The Adventures of Huckleberry Finn
Samuel Clemens was born in Missouri in 1835. He grew up in the town of Hannibal, Missouri, which would become the model for St. Petersburg, the fictional town where Huckleberry Finn begins. Missouri was a "slave state" during this period, and Clemens' family owned a few slaves. In Missouri, most slaves worked as domestic servants, rather than on the large agricultural plantations that most slaves elsewhere in the United States experienced. This domestic slavery is what Twain generally describes in Huckleberry Finn, even when the action occurs in the deep South. The institution of slavery figures prominently in the novel and is important in developing both the theme and the two most important characters, Huck and Jim.

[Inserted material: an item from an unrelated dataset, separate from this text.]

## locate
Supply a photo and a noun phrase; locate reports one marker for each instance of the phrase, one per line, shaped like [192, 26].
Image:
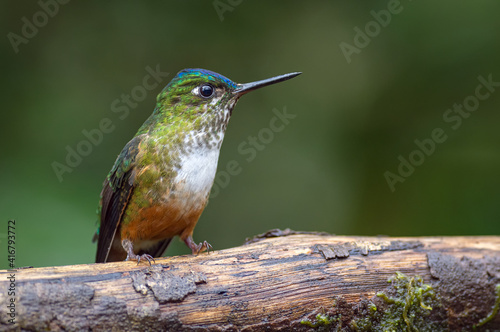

Twain received a brief formal education, before going to work as an apprentice in a print shop. He would later find work on a steamboat on the Mississippi River. Twain developed a lasting afiection for the Mississippi and life on a steamboat, and would immortalize both in Life on the Mississippi (1883), and in certain scenes of Tom Sawyer (1876), and Huckleberry Finn (1885). He took his pseudonym, "Mark Twain," from the call a steamboat worker would make when the ship reached a (safe) depth of two fathoms. Twain would go on to work as a journalist in San Francisco and Nevada in the 1860s. He soon discovered his talent as a humorist, and by 1865 his humorous stories were attracting national attention.